Prince Andrew Sex Abuse Accuser Giuffre 'Likely to Want to Make a Statement' at Maxwell Sentencing

Ghislaine Maxwell, ex-girlfriend of Jeffrey Epstein, was found guilty on 29 December of recruiting underage girls to be sexually abused by the late billionaire financier between 1994 and 2004 at his various properties. She is now facing sentencing on 28 June with the prospect of spending up to 60 years in a US jail.
Sputnik
As Queen Elizabeth II prepares for her Platinum Jubilee celebrations’ culmination in June, a hearing in New York on the 28th of the same month threatens to cast a dark cloud over the events.
Prince Andrew’s sex abuse accuser, Virginia Giuffre, has been invited to speak at the sentencing of pedophile Jeffrey Epstein accomplice and pimp, Ghislaine Maxwell.
While under the terms of an out-of-court settlement reached between the American-Australian woman Virginia Giuffre (nee Roberts) and the royal in mid-February she is said to have agreed to keep quiet until after the jubilee, Maxwell’s sentencing “could be the first time we hear from Virginia since the settlement”, a source was cited by the Sun as saying, adding:
“It will bring the whole affair with Andrew back up again just as he hopes to move on.”

“Although there were just four women who testified against Maxwell at her trial she had many more victims. With Epstein dead, Maxwell’s sentencing is going to be their chance to have their say. There will be a line out the door if the judge allows them all to speak. Virginia is highly likely to want to make a statement,” the legal source was quoted as saying.

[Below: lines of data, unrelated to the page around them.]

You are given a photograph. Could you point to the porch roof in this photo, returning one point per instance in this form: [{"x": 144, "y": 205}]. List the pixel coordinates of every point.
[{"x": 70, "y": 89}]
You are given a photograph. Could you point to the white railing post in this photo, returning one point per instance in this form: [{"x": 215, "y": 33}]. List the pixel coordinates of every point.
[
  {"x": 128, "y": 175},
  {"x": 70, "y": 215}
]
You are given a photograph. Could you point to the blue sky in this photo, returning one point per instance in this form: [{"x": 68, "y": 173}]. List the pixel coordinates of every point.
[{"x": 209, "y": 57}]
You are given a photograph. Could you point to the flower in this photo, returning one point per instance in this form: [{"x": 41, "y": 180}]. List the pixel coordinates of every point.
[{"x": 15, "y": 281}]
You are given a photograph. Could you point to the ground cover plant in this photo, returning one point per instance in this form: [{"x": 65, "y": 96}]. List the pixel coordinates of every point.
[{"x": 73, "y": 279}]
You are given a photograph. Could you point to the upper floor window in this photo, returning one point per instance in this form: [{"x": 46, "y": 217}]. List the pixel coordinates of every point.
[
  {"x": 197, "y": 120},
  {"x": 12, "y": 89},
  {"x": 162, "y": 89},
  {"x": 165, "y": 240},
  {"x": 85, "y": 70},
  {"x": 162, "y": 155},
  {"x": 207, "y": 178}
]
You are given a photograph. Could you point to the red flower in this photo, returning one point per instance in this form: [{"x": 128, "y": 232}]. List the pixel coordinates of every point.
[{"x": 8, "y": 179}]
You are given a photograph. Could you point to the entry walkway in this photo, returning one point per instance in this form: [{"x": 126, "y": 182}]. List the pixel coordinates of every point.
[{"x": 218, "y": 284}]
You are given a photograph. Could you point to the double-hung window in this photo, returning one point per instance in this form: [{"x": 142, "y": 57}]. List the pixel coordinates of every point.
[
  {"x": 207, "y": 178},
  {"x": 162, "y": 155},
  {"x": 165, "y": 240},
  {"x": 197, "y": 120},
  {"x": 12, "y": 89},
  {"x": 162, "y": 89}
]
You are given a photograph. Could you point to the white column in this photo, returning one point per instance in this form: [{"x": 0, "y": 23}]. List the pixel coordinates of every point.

‘A Step Too Far’: MPs Seek Confirmation if Taxpayers' Funds Used For Prince Andrew Sex Abuse Deal
Prince Andrew’s legal team had settled out of court on Giuffre’s civil claim that the late billionaire Epstein and his “madam” and lover Maxwell had trafficked her out to have sex with the Duke of York on three occasions when she was 17 and a minor by US law. The royal, who has since stepped down from official duties and been stripped of his military roles and royal patronages, has strongly denied her claims and any wrongdoing.
Despite efforts of Prince Andrew’s legal team to have the case dismissed based on a settlement Giuffre reached with Epstein in 2009, US district judge Lewis Kaplan had ruled on 12 January that it could go forward.
'Reputation in Tatters, Public Life Over': Prince Andrew 'Broken' After Giuffre Settlement, Pal Says
Ghislaine Maxwell, 60, was found guilty on 29 December of recruiting underage girls to be sexually abused by the late billionaire financier between 1994 and 2004 at his various properties. She is now facing sentencing on 28 June, with the prospect of spending up to sixty years in a US jail.
Jeffrey Epstein associate Ghislaine Maxwell sits as the guilty verdict in her sex abuse trial is read in a courtroom sketch in New York City, U.S., December 29, 2021
Jeffrey Epstein was arrested in 2019 on charges of organising the sex trafficking of underage girls. While awaiting trial, the tycoon, who had been denying all charges, was found dead in his New York federal jail cell in 2019, with his death being ruled a suicide. At the end of a 2019 case against Epstein, Giuffre had stated that “the reckoning must not end” and others must face justice.
Besides the royal, she claimed she was sexually trafficked out to others, such as former New Mexico governor Bill Richardson, former senator George Mitchell, lawyer Alan Dershowitz, French modelling scout Jean Luc Brunel and the billionaire Glenn Dubin. All of these men have vehemently denied her “fabricated” allegations. Giuffre had been conspicuously left out of the Maxwell case by prosecutors, despite being mentioned numerous times on nearly every day of the British socialite’s trial.
For example, her name came up in the testimony by Epstein housekeeper Juan Alessi, who recalled driving Maxwell when she first met the teenage Giuffre outside Mar-a-Lago, Donald Trump’s private members’ club. One suggested reason, cited by UK media outlets, is that prosecutors in the Maxwell case may have believed testimony from Giuffre might complicate the case with “extra actors, jurisdictions and other details.”